Despite the softer end to the year, the word that best describes the housing market in 2025 overall is ‘resilient’. Even though consumer sentiment was relatively subdued, with households reluctant to spend and mortgage rates around three times their post pandemic lows, mortgage approvals remained near pre-Covid levels, said Gardner.
“Stamp duty changes that took effect at the beginning of April created volatility through the spring and summer. Activity spiked in March as purchasers brought forward transactions to avoid paying additional tax and this led to some softness in the following months. However, the underlying picture was little changed as demand held up well throughout,” he said.

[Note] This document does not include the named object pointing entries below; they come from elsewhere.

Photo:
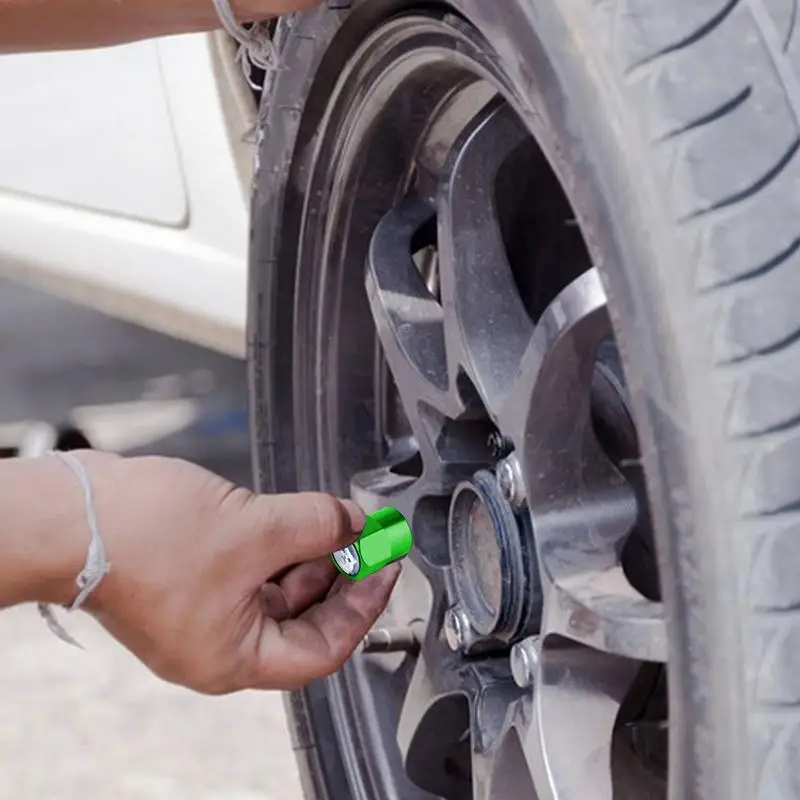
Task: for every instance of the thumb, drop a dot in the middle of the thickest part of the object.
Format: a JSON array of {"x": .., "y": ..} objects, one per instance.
[{"x": 302, "y": 527}]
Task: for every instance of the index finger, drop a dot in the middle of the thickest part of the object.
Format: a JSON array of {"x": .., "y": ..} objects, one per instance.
[
  {"x": 303, "y": 527},
  {"x": 318, "y": 642}
]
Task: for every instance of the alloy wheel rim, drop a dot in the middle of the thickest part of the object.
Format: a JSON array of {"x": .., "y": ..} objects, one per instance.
[{"x": 463, "y": 379}]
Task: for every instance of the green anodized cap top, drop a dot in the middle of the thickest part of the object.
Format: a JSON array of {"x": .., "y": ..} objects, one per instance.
[{"x": 386, "y": 538}]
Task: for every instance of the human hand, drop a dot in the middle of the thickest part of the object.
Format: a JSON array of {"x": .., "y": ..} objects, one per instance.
[{"x": 219, "y": 589}]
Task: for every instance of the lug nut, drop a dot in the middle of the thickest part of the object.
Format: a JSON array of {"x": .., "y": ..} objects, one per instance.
[
  {"x": 525, "y": 661},
  {"x": 510, "y": 482},
  {"x": 457, "y": 629},
  {"x": 500, "y": 445}
]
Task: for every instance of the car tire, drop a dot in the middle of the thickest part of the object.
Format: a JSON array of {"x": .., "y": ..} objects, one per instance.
[{"x": 675, "y": 129}]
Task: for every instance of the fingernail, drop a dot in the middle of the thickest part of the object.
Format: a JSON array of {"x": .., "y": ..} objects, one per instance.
[{"x": 358, "y": 519}]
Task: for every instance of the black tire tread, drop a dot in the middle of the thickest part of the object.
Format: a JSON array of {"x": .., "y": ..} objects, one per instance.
[{"x": 732, "y": 171}]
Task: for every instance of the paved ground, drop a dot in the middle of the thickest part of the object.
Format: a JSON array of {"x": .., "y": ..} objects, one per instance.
[{"x": 95, "y": 725}]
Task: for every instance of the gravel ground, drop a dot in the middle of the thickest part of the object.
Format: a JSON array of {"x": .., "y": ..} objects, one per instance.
[{"x": 95, "y": 724}]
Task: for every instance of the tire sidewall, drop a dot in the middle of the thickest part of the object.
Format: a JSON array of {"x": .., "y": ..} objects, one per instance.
[{"x": 576, "y": 101}]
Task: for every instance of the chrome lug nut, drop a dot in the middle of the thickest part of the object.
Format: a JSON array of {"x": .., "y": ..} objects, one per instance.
[
  {"x": 525, "y": 661},
  {"x": 509, "y": 479},
  {"x": 500, "y": 445},
  {"x": 457, "y": 630}
]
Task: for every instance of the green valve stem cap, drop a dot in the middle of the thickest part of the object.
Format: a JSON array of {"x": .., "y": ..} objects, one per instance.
[{"x": 386, "y": 538}]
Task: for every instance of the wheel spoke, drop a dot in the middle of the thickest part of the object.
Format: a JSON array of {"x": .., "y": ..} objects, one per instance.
[
  {"x": 603, "y": 610},
  {"x": 569, "y": 736},
  {"x": 485, "y": 314},
  {"x": 433, "y": 728},
  {"x": 409, "y": 320},
  {"x": 549, "y": 403}
]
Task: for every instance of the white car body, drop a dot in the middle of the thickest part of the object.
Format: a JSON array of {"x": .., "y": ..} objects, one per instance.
[{"x": 124, "y": 182}]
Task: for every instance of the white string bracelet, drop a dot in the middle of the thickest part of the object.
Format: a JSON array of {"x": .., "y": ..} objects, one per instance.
[
  {"x": 255, "y": 40},
  {"x": 96, "y": 566}
]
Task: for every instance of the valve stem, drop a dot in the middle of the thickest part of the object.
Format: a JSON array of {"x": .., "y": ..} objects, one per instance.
[{"x": 390, "y": 640}]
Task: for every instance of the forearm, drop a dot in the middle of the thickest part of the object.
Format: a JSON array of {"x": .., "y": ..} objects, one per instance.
[
  {"x": 60, "y": 24},
  {"x": 43, "y": 532}
]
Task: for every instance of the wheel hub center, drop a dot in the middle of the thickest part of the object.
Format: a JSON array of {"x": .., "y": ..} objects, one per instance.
[{"x": 493, "y": 558}]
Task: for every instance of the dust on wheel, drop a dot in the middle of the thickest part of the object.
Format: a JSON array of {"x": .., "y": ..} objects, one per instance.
[{"x": 474, "y": 298}]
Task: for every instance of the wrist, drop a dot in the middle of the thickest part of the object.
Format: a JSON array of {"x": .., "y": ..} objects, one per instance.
[{"x": 45, "y": 532}]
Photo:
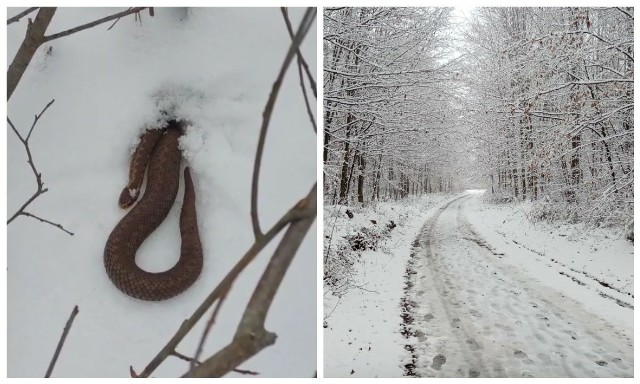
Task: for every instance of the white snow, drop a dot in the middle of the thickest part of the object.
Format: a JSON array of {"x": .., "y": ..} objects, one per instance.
[
  {"x": 362, "y": 326},
  {"x": 489, "y": 294},
  {"x": 213, "y": 67}
]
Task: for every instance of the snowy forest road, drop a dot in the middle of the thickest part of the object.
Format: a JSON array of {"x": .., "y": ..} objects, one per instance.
[{"x": 468, "y": 313}]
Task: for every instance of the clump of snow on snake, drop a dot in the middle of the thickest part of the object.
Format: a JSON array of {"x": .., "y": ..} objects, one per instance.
[{"x": 158, "y": 150}]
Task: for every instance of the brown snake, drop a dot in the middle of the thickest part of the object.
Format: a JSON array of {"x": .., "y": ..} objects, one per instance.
[{"x": 159, "y": 150}]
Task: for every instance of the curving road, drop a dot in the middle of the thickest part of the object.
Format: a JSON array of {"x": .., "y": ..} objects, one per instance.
[{"x": 472, "y": 315}]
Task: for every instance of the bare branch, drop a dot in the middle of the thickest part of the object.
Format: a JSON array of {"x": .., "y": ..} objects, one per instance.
[
  {"x": 40, "y": 184},
  {"x": 185, "y": 358},
  {"x": 63, "y": 337},
  {"x": 305, "y": 24},
  {"x": 251, "y": 337},
  {"x": 302, "y": 63},
  {"x": 210, "y": 323},
  {"x": 246, "y": 372},
  {"x": 301, "y": 60},
  {"x": 32, "y": 41},
  {"x": 297, "y": 212},
  {"x": 92, "y": 24},
  {"x": 46, "y": 221},
  {"x": 21, "y": 15}
]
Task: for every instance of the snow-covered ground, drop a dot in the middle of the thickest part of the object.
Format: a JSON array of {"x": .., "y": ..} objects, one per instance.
[
  {"x": 216, "y": 66},
  {"x": 362, "y": 324},
  {"x": 486, "y": 293}
]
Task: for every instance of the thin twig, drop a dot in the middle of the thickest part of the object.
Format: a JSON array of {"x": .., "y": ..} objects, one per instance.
[
  {"x": 32, "y": 41},
  {"x": 20, "y": 15},
  {"x": 301, "y": 59},
  {"x": 92, "y": 24},
  {"x": 185, "y": 358},
  {"x": 292, "y": 215},
  {"x": 24, "y": 213},
  {"x": 63, "y": 337},
  {"x": 251, "y": 337},
  {"x": 40, "y": 184},
  {"x": 115, "y": 22},
  {"x": 210, "y": 323},
  {"x": 306, "y": 99},
  {"x": 305, "y": 24},
  {"x": 246, "y": 372},
  {"x": 301, "y": 63}
]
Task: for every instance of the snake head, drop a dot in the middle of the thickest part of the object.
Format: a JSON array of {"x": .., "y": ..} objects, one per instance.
[{"x": 128, "y": 197}]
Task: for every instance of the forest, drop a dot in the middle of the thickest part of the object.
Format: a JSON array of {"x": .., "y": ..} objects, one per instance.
[{"x": 531, "y": 104}]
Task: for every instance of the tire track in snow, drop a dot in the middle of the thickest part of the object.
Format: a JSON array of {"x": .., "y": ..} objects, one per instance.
[{"x": 477, "y": 316}]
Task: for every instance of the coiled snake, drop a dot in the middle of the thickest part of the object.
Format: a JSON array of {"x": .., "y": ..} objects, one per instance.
[{"x": 159, "y": 150}]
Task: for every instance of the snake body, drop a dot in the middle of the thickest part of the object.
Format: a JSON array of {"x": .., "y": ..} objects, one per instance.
[{"x": 159, "y": 150}]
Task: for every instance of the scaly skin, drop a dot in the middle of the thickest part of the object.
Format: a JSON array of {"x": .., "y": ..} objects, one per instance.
[{"x": 162, "y": 187}]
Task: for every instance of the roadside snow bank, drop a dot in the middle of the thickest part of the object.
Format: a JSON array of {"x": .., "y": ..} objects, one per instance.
[
  {"x": 572, "y": 259},
  {"x": 363, "y": 287}
]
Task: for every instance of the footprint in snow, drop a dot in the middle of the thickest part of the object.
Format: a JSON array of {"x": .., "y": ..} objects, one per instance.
[
  {"x": 473, "y": 345},
  {"x": 519, "y": 354},
  {"x": 438, "y": 361}
]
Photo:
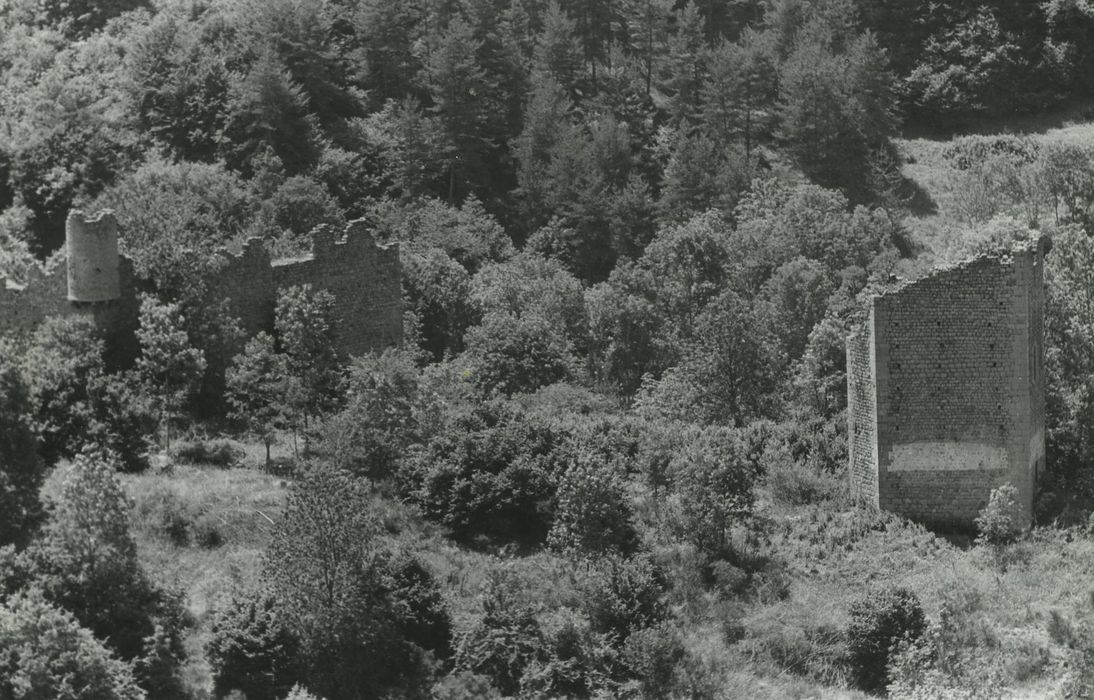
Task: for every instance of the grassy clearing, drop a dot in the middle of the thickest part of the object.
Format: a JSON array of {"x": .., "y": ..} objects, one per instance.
[
  {"x": 1016, "y": 614},
  {"x": 202, "y": 531},
  {"x": 958, "y": 202}
]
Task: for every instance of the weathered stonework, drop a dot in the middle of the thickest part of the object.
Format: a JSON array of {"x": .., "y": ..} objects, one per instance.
[
  {"x": 946, "y": 391},
  {"x": 364, "y": 279}
]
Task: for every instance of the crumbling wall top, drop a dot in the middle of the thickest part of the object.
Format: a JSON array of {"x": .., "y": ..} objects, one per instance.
[{"x": 92, "y": 245}]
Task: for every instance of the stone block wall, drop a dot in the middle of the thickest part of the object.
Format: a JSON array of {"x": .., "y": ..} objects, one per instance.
[
  {"x": 364, "y": 279},
  {"x": 92, "y": 247},
  {"x": 862, "y": 416},
  {"x": 954, "y": 370}
]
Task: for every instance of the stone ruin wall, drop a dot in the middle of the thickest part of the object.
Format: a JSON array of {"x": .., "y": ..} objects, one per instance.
[
  {"x": 955, "y": 373},
  {"x": 365, "y": 281},
  {"x": 95, "y": 281},
  {"x": 861, "y": 410},
  {"x": 363, "y": 278}
]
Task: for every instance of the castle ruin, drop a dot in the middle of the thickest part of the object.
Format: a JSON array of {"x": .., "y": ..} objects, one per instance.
[
  {"x": 363, "y": 278},
  {"x": 946, "y": 389}
]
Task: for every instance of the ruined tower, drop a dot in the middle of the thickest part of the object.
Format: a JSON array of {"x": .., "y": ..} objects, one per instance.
[
  {"x": 946, "y": 389},
  {"x": 92, "y": 257}
]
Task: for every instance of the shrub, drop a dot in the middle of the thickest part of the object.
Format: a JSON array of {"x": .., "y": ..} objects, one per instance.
[
  {"x": 21, "y": 470},
  {"x": 251, "y": 649},
  {"x": 509, "y": 354},
  {"x": 85, "y": 560},
  {"x": 217, "y": 453},
  {"x": 507, "y": 639},
  {"x": 177, "y": 520},
  {"x": 714, "y": 476},
  {"x": 381, "y": 417},
  {"x": 334, "y": 587},
  {"x": 1000, "y": 522},
  {"x": 1080, "y": 677},
  {"x": 651, "y": 655},
  {"x": 626, "y": 595},
  {"x": 124, "y": 422},
  {"x": 879, "y": 621},
  {"x": 492, "y": 473},
  {"x": 299, "y": 692},
  {"x": 45, "y": 653},
  {"x": 593, "y": 515},
  {"x": 463, "y": 685}
]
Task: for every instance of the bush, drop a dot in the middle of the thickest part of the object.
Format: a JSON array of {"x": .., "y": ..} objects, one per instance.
[
  {"x": 507, "y": 639},
  {"x": 593, "y": 516},
  {"x": 217, "y": 453},
  {"x": 85, "y": 560},
  {"x": 381, "y": 417},
  {"x": 358, "y": 611},
  {"x": 45, "y": 653},
  {"x": 251, "y": 650},
  {"x": 21, "y": 469},
  {"x": 492, "y": 473},
  {"x": 879, "y": 622},
  {"x": 124, "y": 422},
  {"x": 651, "y": 655},
  {"x": 510, "y": 354},
  {"x": 463, "y": 685},
  {"x": 626, "y": 595},
  {"x": 178, "y": 521},
  {"x": 1000, "y": 522}
]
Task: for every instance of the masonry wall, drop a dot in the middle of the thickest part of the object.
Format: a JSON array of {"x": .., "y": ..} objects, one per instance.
[
  {"x": 861, "y": 411},
  {"x": 363, "y": 278},
  {"x": 958, "y": 388},
  {"x": 92, "y": 247}
]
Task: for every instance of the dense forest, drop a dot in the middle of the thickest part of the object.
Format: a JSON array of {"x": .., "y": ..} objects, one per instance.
[{"x": 609, "y": 458}]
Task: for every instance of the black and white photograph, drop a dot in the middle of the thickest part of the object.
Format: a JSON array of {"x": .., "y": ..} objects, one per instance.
[{"x": 546, "y": 349}]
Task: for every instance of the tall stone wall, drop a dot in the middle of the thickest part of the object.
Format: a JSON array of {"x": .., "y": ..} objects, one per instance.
[
  {"x": 92, "y": 247},
  {"x": 955, "y": 375},
  {"x": 94, "y": 280},
  {"x": 862, "y": 416},
  {"x": 363, "y": 278},
  {"x": 24, "y": 305}
]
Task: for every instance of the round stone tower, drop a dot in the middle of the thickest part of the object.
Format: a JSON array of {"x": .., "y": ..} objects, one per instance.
[{"x": 92, "y": 256}]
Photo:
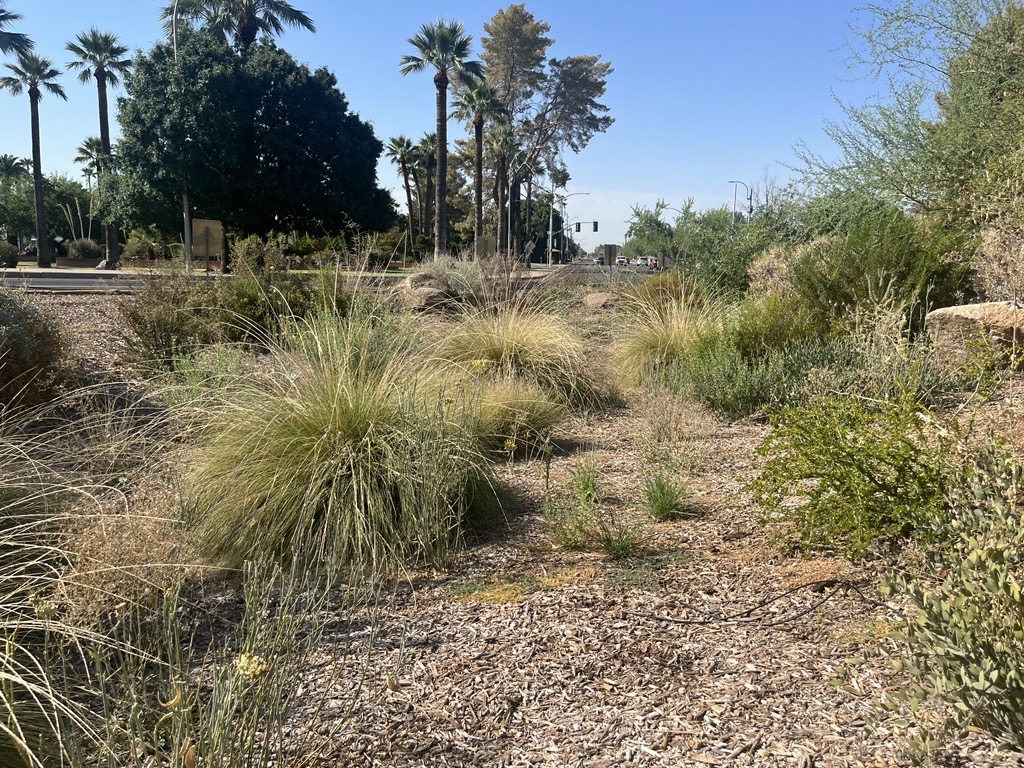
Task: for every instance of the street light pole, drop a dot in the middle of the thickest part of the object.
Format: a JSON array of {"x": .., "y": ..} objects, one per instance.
[{"x": 750, "y": 203}]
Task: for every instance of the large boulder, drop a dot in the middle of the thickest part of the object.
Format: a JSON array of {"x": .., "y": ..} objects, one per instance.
[
  {"x": 422, "y": 292},
  {"x": 954, "y": 330}
]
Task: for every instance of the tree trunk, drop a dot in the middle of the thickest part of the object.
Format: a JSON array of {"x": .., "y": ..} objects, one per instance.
[
  {"x": 502, "y": 185},
  {"x": 440, "y": 199},
  {"x": 478, "y": 192},
  {"x": 409, "y": 204},
  {"x": 111, "y": 229},
  {"x": 42, "y": 240}
]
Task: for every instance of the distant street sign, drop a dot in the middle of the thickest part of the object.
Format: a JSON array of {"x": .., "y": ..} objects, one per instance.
[{"x": 208, "y": 241}]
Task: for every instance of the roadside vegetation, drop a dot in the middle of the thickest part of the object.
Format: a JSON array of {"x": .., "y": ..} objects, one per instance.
[{"x": 292, "y": 444}]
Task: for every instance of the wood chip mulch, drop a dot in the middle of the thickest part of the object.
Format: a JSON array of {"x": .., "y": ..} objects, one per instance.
[{"x": 710, "y": 646}]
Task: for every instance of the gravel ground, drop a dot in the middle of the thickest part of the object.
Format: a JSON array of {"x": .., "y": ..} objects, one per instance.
[{"x": 710, "y": 647}]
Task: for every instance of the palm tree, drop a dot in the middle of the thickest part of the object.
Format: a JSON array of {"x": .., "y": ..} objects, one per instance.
[
  {"x": 444, "y": 46},
  {"x": 35, "y": 75},
  {"x": 11, "y": 167},
  {"x": 90, "y": 155},
  {"x": 425, "y": 160},
  {"x": 241, "y": 19},
  {"x": 11, "y": 42},
  {"x": 99, "y": 55},
  {"x": 476, "y": 103},
  {"x": 399, "y": 152}
]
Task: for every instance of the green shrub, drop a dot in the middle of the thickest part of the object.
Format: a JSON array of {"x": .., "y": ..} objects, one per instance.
[
  {"x": 8, "y": 254},
  {"x": 85, "y": 249},
  {"x": 967, "y": 641},
  {"x": 883, "y": 256},
  {"x": 665, "y": 498},
  {"x": 32, "y": 349},
  {"x": 853, "y": 473}
]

“With price growth well below the rate of earnings growth and a steady decline in mortgage rates, affordability constraints eased somewhat, helping to underpin buyer demand. Indeed, the first-time buyer share of house purchase activity was above the long run average, supported by easier credit availability, with the share of high loan to value lending (i.e. with a deposit of 15% or less) reaching its highest level for over a decade.”
What to expect in 2026
Looking ahead, Nationwide expects housing market activity to strengthen a little further as affordability improves gradually (as it has been in recent quarters) via income growth outpacing house price growth and a further modest decline in interest rates.
“We expect annual house price growth to be broadly in the 2% to 4% range next year,” said Gardner. The changes to property taxes announced in the Budget are unlikely to have a significant impact on the market. The high value council tax surcharge is not being introduced until April 2028 and will apply to less than 1% of properties in England and around 3% in London.
“The increase in taxes on income from properties may dampen buy-to-let activity further and hold down the supply of new rental properties coming onto the market, which could, in turn, maintain some upward pressure on private rental growth.”